# How do you write the equation in standard form of the circle for; endpoints of the diameter A(14, -7) and B(-10,9)?

Jan 12, 2016

${\left(x - 2\right)}^{2} + {\left(y - 1\right)}^{2} = 208$

#### Explanation:

The general form of a circle centred at $\left(a , b\right)$ and with radius $r$ is ${\left(x - a\right)}^{2} + {\left(y - b\right)}^{2} = {r}^{2}$.

So we first need to find the radius and the centre before we can find the equation.

Length of diameter will be distance between its endpoints.

$\therefore d = \sqrt{{\left(14 - \left(- 10\right)\right)}^{2} + {\left(- 7 - 9\right)}^{2}} = \sqrt{832}$.

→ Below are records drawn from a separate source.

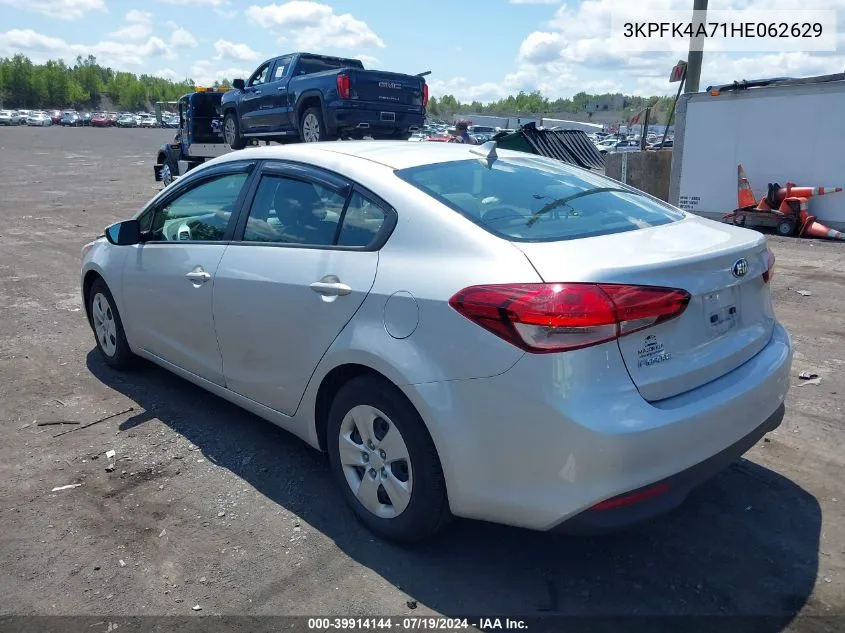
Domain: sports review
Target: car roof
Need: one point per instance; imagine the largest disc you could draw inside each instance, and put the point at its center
(392, 154)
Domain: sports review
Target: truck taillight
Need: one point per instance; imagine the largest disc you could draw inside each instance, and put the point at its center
(548, 318)
(343, 87)
(770, 266)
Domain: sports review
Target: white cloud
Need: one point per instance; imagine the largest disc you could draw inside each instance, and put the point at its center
(225, 49)
(61, 9)
(574, 52)
(206, 71)
(368, 60)
(314, 26)
(180, 38)
(41, 47)
(196, 3)
(139, 26)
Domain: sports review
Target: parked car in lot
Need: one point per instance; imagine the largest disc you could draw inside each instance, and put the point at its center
(126, 120)
(313, 98)
(100, 119)
(71, 118)
(39, 119)
(467, 332)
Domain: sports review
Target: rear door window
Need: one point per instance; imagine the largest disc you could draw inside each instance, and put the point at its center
(538, 199)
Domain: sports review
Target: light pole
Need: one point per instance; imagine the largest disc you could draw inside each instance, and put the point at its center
(695, 56)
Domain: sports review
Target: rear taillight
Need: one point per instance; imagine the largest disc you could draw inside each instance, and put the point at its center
(770, 266)
(343, 86)
(546, 318)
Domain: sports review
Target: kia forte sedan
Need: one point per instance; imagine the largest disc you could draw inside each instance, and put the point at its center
(464, 331)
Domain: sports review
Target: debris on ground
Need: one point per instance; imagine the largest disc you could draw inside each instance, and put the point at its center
(68, 487)
(103, 419)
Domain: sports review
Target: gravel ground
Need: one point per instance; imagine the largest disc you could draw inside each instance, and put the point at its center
(210, 506)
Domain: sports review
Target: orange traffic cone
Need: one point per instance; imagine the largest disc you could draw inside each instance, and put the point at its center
(817, 229)
(744, 195)
(806, 192)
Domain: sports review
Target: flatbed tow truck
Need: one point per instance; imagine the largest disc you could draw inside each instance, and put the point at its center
(198, 138)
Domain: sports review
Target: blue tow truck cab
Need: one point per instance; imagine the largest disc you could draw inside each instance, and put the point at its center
(310, 98)
(198, 137)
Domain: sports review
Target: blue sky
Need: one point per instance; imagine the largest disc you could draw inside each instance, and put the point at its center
(476, 49)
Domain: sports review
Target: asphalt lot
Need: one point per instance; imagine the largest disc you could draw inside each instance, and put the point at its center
(211, 506)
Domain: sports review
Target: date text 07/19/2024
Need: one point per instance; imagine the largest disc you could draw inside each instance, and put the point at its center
(431, 623)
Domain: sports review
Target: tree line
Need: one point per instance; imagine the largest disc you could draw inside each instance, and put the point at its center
(56, 84)
(534, 103)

Therefore the radius $r = \frac{1}{2} d = \frac{1}{2} \sqrt{832}$.

This implies that ${r}^{2} = \frac{832}{4} = 208$.

The centre of the circle will be the midpoint of the diameter, ie

(a,b)=((14-10)/2;(9-7)/2)=(2,1).

Therefore the standard equation of this circle will be

${\left(x - 2\right)}^{2} + {\left(y - 1\right)}^{2} = 208$.